More recently, the free radical scavenger edaravone has been studied in ALS. A phase III randomized double‐blind study of intravenous edaravone 60 mg/day for 2 weeks per month in selected ALS patients showed a significantly smaller decline of the scores on the ALSFRS‐R after 6 months of treatment [80]. The study has been criticized because of the small study size, the short study duration, the selection of patients and the lack of data on survival [81]. To date, edaravone has been approved for the treatment of ALS in the USA, Canada, Japan, South Korea and Switzerland, but not in the European Union.

Another therapy under investigation is masitinib, an oral tyrosine kinase inhibitor. A randomized controlled trial using 4.5 mg/kg/day of masitinib as an add‐on therapy to riluzole suggested a positive effect on the decline of ALSFRS‐R, at least in patients with a typical disease progression [82], an effect that will be further explored in a confirmatory study.

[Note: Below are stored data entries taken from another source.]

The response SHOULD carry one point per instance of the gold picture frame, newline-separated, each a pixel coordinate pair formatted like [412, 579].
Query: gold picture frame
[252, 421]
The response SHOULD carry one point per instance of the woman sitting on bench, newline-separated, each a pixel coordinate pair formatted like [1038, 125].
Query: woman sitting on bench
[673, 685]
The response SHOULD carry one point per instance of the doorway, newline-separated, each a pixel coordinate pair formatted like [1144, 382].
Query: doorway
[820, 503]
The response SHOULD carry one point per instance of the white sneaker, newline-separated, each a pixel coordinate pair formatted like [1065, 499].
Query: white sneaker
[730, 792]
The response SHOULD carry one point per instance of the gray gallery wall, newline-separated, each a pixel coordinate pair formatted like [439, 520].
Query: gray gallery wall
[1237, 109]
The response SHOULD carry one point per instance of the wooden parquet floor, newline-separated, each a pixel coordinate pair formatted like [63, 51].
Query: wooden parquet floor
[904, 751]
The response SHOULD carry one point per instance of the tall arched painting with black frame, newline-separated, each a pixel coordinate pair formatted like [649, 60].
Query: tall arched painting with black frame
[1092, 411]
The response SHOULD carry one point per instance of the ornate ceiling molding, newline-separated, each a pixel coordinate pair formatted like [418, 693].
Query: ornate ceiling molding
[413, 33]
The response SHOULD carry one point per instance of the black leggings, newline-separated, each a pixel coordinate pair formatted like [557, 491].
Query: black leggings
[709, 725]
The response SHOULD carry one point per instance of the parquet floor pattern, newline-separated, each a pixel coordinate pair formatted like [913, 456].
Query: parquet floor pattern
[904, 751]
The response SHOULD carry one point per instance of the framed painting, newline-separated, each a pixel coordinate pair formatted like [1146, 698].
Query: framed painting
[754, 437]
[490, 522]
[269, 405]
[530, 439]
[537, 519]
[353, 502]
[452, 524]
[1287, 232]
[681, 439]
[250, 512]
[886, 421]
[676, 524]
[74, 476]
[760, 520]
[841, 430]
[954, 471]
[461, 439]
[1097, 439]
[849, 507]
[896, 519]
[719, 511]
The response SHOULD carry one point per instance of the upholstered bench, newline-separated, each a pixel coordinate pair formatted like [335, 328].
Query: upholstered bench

The cornerstone of disease management for ALS patients remains multidisciplinary care which has a positive effect on patient satisfaction and outcome [83]. Several discomforting symptoms of ALS can be managed by symptomatic treatment options, including pharmacological and non‐pharmacological interventions [83]. For instance, spasticity can be treated with baclofen, tizanidine, cannabinoids and muscle stretching, and sialorrhea can be treated with anticholinergic medications (amitriptyline, glycopyrronium bromide and oxybutynin) and botulin toxin injections into the salivatory glands. Muscle cramps may respond to magnesium supplements, quinine sulfate, gabapentin or carbamazepine. A selective serotonin reuptake inhibitors, amitriptyline, benzodiazepines and dextromethorphan hydrobromide/quinidine sulfate, can be used in the case of emotional lability. Dietary changes can help to improve nutrition and a gastrostomy tube is an option if the caloric intake is insufficient or when swallowing becomes hazardous. Speech therapy is frequently necessary and assisted communication (customized software) can also be used. Non‐invasive ventilation is the preferred life‐prolonging treatment for respiratory insufficiency. At all disease stages, the patient’s individual wishes should be taken into account and advance care planning should be initiated early.

Future prospects

Over the last years, the first steps in the direction of a precision medicine approach for ALS have been taken. For several genetic subtypes of ALS, therapies that target the upstream genetic cause are being developed. One of these therapeutic approaches uses antisense oligonucleotides (ASOs), which are short single‐stranded nucleotide sequences that bind pre‐mRNA and mRNA to modulate gene expression or to alter splicing. ASOs have been used successfully in several pre‐clinical models of ALS caused by SOD1 mutations and C9orf72 repeat expansions [84, 85]. Clinical studies with intrathecal administration of ASOs targeted against SOD1 and C9orf72 are currently ongoing and the results are anxiously awaited. Stem cell treatments, such as granulocyte‐colony stimulating factor‐induced peripheral blood stem cells, bone marrow mesenchymal stem cells, non‐neural progenitor cells have been proved to be safe and well tolerated; however, the effects on disease progression are not yet known. Several phase II and III clinical trials are ongoing [86, 87, 88]. Overall, there is hope that a better categorization of cases based on pathogenic mechanisms will allow for targeted therapies with beneficial effects in selected ALS subgroups and that ALS will become a treatable condition in the future.

Disclosure of conflicts of interest

The authors declare no financial or other conflicts of interest.